Ultimately, however, Europe needs an ideal which is as big as Europe itself. And Europe is bigger than even Christianity and the Enlightenment combined. Perhaps Europe could learn, in this regard, from the United States, which has rediscovered its sense of meaning and mission not by looking to the old elites, but rather to its periphery, its ex-slaves and its immigrants who have found in the institutions of the old Anglo-Saxon founders the matrix for creating a public arena neither confessional nor secular, but constituted by deliberation regarding fundamental questions of meaning and value.

Europe itself has just such a periphery. Right now, it is a periphery which far too many Europeans regard as at best a source of cheap labor, and at worst as a drain on tight budgets. I am speaking of the South --of the Algarve and al-Andalus, the Midi, the Mezziogiorno, of Sicily, and of the Balkans. This Europe can do something which no other part of the West can. The South alone can remember an engagement with Dar-al-Islam which was something other than a clash of civilizations. And it can remember an Islam which Dar-al-Islam itself has forgotten, an Islam which was something other than a fundamentalism. The South remembers Convivencia.
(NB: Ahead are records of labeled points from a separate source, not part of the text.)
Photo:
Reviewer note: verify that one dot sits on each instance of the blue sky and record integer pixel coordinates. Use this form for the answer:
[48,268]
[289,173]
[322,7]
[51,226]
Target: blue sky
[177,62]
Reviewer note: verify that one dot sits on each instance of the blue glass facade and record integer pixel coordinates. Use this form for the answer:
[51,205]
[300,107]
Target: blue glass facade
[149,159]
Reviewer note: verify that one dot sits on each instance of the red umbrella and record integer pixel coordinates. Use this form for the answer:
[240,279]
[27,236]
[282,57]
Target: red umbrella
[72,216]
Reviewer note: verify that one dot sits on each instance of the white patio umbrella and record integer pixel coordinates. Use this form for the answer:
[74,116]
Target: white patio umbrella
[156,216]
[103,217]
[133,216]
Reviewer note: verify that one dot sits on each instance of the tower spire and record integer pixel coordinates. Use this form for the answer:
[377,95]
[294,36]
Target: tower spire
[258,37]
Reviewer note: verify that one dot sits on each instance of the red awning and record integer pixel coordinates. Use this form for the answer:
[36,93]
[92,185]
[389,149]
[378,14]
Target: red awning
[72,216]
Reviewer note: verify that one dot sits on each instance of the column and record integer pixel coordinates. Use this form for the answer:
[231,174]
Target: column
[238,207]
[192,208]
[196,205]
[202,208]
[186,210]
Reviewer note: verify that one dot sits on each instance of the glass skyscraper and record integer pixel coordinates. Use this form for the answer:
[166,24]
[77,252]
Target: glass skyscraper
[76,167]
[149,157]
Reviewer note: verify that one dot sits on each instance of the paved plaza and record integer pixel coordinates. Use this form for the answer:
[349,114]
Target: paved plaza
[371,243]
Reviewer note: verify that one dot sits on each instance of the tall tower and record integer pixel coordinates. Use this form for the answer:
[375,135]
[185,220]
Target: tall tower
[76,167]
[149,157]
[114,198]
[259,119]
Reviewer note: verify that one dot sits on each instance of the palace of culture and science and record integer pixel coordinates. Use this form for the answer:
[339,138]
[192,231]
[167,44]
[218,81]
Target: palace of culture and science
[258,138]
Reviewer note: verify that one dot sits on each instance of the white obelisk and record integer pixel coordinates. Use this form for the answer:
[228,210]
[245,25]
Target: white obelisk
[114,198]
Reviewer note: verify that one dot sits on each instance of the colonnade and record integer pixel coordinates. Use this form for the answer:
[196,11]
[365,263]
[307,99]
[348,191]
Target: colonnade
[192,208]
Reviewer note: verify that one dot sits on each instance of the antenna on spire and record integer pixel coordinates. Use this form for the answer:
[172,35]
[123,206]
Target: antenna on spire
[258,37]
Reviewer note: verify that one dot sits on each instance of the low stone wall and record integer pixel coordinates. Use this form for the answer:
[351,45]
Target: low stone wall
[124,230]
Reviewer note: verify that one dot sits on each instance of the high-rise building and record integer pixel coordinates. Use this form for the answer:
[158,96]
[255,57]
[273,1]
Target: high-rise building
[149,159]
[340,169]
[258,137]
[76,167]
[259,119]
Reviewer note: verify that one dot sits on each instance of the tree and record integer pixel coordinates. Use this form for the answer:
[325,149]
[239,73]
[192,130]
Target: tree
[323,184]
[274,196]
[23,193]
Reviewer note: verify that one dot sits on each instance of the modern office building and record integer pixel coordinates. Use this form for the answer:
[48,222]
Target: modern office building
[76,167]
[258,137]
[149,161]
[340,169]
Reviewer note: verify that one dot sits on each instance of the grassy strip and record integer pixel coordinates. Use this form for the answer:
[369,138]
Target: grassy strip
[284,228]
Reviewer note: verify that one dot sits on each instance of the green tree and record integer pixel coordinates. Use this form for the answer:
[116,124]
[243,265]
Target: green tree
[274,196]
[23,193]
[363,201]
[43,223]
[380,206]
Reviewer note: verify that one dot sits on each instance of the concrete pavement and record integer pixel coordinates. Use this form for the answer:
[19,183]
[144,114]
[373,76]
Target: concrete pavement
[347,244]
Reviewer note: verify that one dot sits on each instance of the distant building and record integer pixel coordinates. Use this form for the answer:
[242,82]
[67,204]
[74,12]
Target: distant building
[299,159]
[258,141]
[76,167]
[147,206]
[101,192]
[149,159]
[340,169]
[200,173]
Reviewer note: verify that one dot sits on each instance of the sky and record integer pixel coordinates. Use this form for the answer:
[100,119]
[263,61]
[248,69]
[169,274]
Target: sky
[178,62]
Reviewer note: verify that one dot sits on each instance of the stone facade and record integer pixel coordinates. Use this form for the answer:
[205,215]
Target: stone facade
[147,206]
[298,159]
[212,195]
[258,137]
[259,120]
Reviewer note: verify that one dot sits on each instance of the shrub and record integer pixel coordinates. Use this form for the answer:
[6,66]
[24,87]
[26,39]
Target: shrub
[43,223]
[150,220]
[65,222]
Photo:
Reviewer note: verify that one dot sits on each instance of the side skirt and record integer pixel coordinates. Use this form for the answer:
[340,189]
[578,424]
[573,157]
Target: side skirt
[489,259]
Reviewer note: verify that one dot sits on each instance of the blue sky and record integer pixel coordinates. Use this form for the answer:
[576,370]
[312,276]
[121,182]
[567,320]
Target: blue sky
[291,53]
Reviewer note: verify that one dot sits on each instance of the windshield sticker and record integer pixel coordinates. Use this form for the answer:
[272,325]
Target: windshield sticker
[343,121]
It is, I believe, out of this memory of Convivencia that a new European identity will emerge, an identity which is in accord with the developing population realities of the continent, one in which secularism can no longer be identified with freedom and tolerance and in which religion no longer means the Vatican. Such a Europe would remember its Jews and would know how to speak with rather than at Jerusalem, Cairo, Istanbul, Damascus, Baghdad, and Tehran. Such a Europe would have a reason to exist.